Les rayons des librairies sont, pour l’amateur de littérature, comme les vitrines des boulangers-pâtissiers: difficile de résister à l’envie de dévorer toutes ces belles pièces les unes après les autres! En plus d’un solide appétit, une bourse bien remplie est requise dans les deux cas: à près de 40 fr./pièce, s’offrir les dernières parutions est un fort joli cadeau. Remplir sa bibliothèque coûte même une petite fortune, sans parler de la place qu’ils occupent dans l’appartement ou la maison. Mieux vaut, enfin, de bons biceps pour les lire au lit, et une valise sans fond pour les prendre en voyage. De là à se laisser tenter par le livre numérique, il n’y a qu’un pas.
Le prix de la patience
Attendre la sortie de son titre favori au format «poche» permet de résoudre la plupart de ces problèmes. Mais comment savoir si une deuxième édition à taille et à prix réduits est vraiment prévue?

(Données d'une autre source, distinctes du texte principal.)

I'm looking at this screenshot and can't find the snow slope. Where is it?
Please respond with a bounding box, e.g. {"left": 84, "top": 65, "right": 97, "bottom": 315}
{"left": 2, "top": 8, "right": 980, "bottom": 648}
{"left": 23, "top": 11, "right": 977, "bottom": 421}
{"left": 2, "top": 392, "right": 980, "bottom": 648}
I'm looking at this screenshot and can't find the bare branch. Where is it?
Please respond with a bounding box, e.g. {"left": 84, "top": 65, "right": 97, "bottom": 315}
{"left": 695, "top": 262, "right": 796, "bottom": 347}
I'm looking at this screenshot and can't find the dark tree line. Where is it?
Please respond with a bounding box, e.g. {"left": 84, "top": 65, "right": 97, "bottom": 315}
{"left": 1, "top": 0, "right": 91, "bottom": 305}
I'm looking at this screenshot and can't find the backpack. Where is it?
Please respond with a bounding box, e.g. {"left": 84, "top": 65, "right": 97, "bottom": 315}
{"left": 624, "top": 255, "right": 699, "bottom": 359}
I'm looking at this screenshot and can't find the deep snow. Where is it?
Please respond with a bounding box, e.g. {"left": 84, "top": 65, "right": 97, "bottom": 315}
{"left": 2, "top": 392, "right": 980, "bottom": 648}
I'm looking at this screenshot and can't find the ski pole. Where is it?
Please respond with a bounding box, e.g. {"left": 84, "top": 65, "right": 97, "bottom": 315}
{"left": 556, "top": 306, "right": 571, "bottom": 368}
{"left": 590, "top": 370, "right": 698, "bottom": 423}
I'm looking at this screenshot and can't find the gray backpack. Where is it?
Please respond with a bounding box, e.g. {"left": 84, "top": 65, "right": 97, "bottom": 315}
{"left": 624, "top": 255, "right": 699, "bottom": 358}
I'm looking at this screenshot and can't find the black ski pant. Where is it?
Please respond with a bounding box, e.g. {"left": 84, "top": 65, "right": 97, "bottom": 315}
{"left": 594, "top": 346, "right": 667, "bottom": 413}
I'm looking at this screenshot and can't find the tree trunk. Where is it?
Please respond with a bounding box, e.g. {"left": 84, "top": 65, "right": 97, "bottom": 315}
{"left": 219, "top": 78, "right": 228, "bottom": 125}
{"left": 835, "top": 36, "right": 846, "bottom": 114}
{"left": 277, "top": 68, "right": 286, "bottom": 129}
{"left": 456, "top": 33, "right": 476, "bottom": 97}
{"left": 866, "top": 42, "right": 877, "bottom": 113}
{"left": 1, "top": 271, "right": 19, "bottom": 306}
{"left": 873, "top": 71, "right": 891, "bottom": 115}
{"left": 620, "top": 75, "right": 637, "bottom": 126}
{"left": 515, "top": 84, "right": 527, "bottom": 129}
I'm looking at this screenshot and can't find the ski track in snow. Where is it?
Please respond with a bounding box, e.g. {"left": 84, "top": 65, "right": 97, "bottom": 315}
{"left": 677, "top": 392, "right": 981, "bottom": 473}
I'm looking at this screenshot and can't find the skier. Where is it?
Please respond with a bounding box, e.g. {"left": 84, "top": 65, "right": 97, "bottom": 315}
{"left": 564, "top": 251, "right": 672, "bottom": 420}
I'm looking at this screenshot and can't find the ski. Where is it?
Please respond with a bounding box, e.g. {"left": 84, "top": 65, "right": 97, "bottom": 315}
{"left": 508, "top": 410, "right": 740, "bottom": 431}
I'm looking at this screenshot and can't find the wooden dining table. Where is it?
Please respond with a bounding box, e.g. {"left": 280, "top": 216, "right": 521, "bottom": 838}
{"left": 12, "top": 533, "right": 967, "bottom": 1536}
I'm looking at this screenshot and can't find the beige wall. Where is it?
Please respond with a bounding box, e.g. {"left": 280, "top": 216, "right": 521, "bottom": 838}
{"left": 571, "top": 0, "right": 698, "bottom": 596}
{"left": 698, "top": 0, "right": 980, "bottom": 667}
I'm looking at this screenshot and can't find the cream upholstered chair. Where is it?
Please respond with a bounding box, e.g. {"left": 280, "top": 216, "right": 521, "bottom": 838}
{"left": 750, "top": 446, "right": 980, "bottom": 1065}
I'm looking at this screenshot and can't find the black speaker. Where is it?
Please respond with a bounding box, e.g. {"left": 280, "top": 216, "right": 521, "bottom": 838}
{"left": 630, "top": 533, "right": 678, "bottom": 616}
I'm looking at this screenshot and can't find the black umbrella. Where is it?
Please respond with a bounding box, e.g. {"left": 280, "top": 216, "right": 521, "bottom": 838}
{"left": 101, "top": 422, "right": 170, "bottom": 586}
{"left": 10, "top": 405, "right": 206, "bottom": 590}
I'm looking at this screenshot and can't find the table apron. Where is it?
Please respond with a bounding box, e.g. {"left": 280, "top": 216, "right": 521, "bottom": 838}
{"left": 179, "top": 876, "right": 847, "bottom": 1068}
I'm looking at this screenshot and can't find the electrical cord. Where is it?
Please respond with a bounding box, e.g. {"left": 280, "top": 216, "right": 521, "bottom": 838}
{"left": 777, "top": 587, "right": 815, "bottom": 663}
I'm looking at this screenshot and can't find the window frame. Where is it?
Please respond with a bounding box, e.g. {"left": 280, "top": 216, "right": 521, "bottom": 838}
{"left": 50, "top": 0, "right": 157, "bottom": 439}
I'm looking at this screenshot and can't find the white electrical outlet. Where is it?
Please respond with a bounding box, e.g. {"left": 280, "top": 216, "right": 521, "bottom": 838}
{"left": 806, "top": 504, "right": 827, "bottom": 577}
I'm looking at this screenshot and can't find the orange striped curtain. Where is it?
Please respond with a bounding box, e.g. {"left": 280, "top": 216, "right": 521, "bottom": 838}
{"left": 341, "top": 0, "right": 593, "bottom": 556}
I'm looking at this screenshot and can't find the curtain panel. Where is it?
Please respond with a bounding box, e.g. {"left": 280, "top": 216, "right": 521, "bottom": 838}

Sera-t-elle nettement plus avantageuse que l’originale? Et, surtout, combien de temps faut-il attendre? Pour le savoir, nous avons comparé les dates de sortie originales et «poche» de six grands succès littéraires de ces dix dernières années, puis noté la différence de prix d’un format à l’autre. Nous avons, ensuite, contacté les six éditeurs concernés pour vérifier que leur politique de réédition correspondait bien aux données que nous avons relevées.
Argent de poche
631 jours, soit 20 mois et 3 semaines: c’est le temps qu’il a fallu, en moyenne, à nos six best-sellers pour revenir dans les rayons au format «poche». Ce chiffre cache toutefois de fortes disparités: si L’incolore Tsukuru Tazaki de l’écrivain japonais Haruki Murakami n’a même pas attendu une pleine année pour le faire, les lecteurs de Harry Potter ont dû subir l’insoutenable, c’est-à-dire une attente de trois ans et onze mois avant d’avoir entre les mains la fin de l’aventure en petit format (voir tableau). Même le dernier film est sorti plus tôt dans les salles obscures! Fort heureusement, cette bonne dose de patience est récompensée par un net effort au niveau du prix, de l’ordre de 59% en moyenne. Le Voyage d’hiver d’Amélie Nothomb coûte même 65.5% de moins, soit une économie de 16.50 fr.
Trouver un nouveau public
Les éditeurs que nous avons approchés nous ont confirmé que le temps d’attente jusqu’à la parution «poche» varie considérablement. Selon Belfond, il est de douze mois au minimum, de dix-huit mois à Gallimard et d’environ un à deux ans à l’Age d’Homme et Albin Michel. Ces délais sont rarement revus à la baisse, sauf cas exceptionnel, par exemple pour faire coïncider la réédition avec la sortie d’un nouveau titre du même auteur. En revanche, ils peuvent facilement être revus à la hausse: «La sortie au format «poche» se fait lorsque l’œuvre a atteint ses objectifs en grand format, explique Andonia Dimitrijevic, directrice de l’Age d’Homme. A ce moment-là, nous la relançons pour trouver un nouveau public, pour en faire profiter le plus grand nombre, en baissant le prix. Les classes, par exemple, peuvent alors la lire.» Autrement dit, il faut que le titre ait épuisé son potentiel économique: «Si le grand format continue de se vendre, il n’y a pas de raison de le passer en poche», confirme David Ducreux, porte-parole des Editions Gallimard. C’est exactement la raison pour laquelle le dernier volume de Harry Potter n’a pas eu la sienne avant quatre ans!
Succès obligatoire
Toutes les sorties ne bénéficient pas d’une nouvelle parution au format «poche»: «Le succès de la première édition est bien sûr une garantie, même si elle n’est pas absolue», indique l’attachée de presse de Belfond. Outre le succès commercial d’un titre, des critères plus littéraires entrent aussi en ligne de compte, notamment l’éventuel coup de cœur d’un éditeur spécialisé «poche», ou le pari du responsable d’une collection: «Nous estimons parfois qu’un livre qui n’a pas rencontré son public mérite une nouvelle chance au format «poche», explique le porte-parole de Gallimard. La marge de l’éditeur est alors moindre, mais la chance de toucher de nouveaux lecteurs réelle: «Cela permet de changer la couverture et de figurer de nouveau au rayon des nouveautés, chose impossible en cas de réédition au format d’origine», détaille la directrice de l’Age d’Homme.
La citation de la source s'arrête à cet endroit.